Brief description/objective

BACKGROUND
Metastatic castration-resistant prostate cancer (mCRPC) is associated with a poor outcome. Prognostic information is useful and aids treatment decisions. However, current nomograms based on clinical parameters alone have weak prognostic accuracy. Therefore, the identification of new prognostic serum biomarkers could be useful.

OBJECTIVES
To assess if quantitative analysis of the phosphatase and tensin homolog (Pten) conditional knockout mouse proteome reveals significant prognostic biomarkers in mCRPC and to compare the accuracy of these biomarkers with known prognostic factors.
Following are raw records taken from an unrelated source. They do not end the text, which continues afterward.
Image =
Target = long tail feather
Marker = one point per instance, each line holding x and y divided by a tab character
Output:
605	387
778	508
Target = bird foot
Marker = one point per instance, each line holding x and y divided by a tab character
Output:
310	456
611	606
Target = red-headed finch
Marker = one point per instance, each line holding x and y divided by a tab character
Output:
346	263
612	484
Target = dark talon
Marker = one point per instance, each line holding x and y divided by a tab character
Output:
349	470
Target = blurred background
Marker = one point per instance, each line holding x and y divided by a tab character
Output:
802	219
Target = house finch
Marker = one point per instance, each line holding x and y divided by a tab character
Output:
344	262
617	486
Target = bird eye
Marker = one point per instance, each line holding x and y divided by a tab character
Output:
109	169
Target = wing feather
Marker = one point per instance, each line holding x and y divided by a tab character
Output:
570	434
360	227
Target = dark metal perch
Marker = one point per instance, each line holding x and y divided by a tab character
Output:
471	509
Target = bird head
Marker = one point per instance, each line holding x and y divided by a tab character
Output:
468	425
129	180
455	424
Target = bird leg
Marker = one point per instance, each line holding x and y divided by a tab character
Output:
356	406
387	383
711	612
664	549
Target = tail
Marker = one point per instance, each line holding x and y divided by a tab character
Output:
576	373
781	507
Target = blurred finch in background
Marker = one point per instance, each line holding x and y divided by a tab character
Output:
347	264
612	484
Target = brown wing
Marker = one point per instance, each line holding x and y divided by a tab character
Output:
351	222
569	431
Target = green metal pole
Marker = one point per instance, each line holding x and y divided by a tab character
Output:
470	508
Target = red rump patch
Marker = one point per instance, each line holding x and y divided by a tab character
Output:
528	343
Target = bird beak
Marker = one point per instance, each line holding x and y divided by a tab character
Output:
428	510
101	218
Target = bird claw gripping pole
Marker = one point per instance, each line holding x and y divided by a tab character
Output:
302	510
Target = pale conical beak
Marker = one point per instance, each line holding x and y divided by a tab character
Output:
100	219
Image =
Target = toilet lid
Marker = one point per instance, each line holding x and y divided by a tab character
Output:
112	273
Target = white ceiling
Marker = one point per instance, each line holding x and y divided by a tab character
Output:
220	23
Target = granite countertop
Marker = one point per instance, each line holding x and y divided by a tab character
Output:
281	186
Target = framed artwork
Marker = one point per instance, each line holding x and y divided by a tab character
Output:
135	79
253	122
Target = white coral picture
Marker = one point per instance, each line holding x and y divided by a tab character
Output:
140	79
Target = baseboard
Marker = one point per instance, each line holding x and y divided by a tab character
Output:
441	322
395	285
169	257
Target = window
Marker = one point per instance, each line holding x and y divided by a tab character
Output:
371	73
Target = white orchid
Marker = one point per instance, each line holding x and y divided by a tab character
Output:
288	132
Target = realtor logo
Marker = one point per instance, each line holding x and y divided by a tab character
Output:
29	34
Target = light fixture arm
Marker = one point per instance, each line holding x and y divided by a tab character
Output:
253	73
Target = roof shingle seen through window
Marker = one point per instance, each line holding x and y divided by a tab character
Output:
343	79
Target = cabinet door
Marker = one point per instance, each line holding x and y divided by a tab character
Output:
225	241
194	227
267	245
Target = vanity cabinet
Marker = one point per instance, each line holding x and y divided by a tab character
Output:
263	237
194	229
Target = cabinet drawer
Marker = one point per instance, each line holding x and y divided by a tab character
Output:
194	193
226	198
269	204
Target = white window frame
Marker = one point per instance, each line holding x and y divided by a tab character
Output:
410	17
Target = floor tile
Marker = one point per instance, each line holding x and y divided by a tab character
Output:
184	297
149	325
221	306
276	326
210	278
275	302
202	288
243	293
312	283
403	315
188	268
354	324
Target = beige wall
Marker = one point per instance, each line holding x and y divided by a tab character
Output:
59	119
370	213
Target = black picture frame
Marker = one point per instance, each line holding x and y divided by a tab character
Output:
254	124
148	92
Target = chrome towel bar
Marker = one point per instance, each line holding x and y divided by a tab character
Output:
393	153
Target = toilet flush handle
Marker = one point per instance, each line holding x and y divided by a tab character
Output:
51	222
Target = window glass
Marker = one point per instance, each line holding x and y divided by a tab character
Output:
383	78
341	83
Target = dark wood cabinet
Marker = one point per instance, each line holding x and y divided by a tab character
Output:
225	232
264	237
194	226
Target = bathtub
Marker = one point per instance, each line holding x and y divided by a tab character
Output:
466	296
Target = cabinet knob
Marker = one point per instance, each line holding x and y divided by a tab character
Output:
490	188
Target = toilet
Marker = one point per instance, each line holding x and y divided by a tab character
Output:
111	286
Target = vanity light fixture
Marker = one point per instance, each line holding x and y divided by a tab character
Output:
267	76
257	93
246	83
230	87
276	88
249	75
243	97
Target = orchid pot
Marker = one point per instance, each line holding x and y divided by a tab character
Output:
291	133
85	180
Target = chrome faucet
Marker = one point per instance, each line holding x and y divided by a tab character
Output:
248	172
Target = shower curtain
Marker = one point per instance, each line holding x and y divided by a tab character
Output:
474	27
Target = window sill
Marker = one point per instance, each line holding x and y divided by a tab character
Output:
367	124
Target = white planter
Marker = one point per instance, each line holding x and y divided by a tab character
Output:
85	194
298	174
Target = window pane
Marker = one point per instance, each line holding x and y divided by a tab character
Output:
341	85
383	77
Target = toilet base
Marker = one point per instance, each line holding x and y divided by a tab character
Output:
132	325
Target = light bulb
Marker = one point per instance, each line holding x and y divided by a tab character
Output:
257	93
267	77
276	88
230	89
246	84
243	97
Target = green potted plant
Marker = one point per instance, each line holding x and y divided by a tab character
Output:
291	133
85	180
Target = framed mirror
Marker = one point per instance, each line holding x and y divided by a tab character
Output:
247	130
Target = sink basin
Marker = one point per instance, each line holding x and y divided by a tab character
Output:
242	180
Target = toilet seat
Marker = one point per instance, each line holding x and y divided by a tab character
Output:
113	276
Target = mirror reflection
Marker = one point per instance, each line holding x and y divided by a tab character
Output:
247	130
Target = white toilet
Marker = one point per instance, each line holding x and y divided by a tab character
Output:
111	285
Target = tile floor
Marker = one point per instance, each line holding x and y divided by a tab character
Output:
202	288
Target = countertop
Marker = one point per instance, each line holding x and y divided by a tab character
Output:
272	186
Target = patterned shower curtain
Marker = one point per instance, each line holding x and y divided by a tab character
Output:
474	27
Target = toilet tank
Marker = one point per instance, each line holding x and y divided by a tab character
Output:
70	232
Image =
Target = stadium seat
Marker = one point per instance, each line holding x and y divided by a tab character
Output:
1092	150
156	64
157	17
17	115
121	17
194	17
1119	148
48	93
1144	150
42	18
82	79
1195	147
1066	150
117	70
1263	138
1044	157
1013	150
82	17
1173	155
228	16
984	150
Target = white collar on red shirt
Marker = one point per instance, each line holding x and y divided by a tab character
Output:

DESIGN, SETTING, AND PARTICIPANTS
Fifty-seven patients with mCRPC were evaluated retrospectively. Prognostic factors used in clinical nomograms were assessed from the records. New candidate biomarkers in patients' sera were derived using a cancer genetics-guided model we recently described, screening the murine Pten-dependent glycoproteome.

MEASUREMENTS
Quantification in patients' sera was performed by either mass spectrometry-based targeted proteomics or enzyme-linked immunosorbent assays. Prognostic biomarkers for survival were identified based on Kaplan-Meier models. In a second step, random forest analysis was performed to identify a prognostic signature combined from the pooled data of known predictors and newly identified biomarkers.

RESULTS AND LIMITATIONS
With univariate analysis, 13 new significant prognostic factors for survival in the sera of mCRPC patients were found with a Bonferroni-corrected level of significance <5%. Random forest analysis revealed a five-factor predictor (thrombospondin 1; C-reactive protein; poliovirus receptor-related 1; ephrin-A5; and membrane metallo-endopeptidase) with an accuracy of 96% and 94% for 12- and 24-mo survival, respectively. This means that, in our dataset, the error was reduced by 15% compared to using the Halabi et al. nomogram. The retrospective nature of the work and absence of a validating dataset is the major limitation of this work.

CONCLUSIONS
Analysis of the serum proteome in mCRPC patients based on our Pten conditional knockout model, combined with known prognostic factors, potentially improves accuracy of prognostic nomograms. These newly identified markers have to be validated in prospective studies.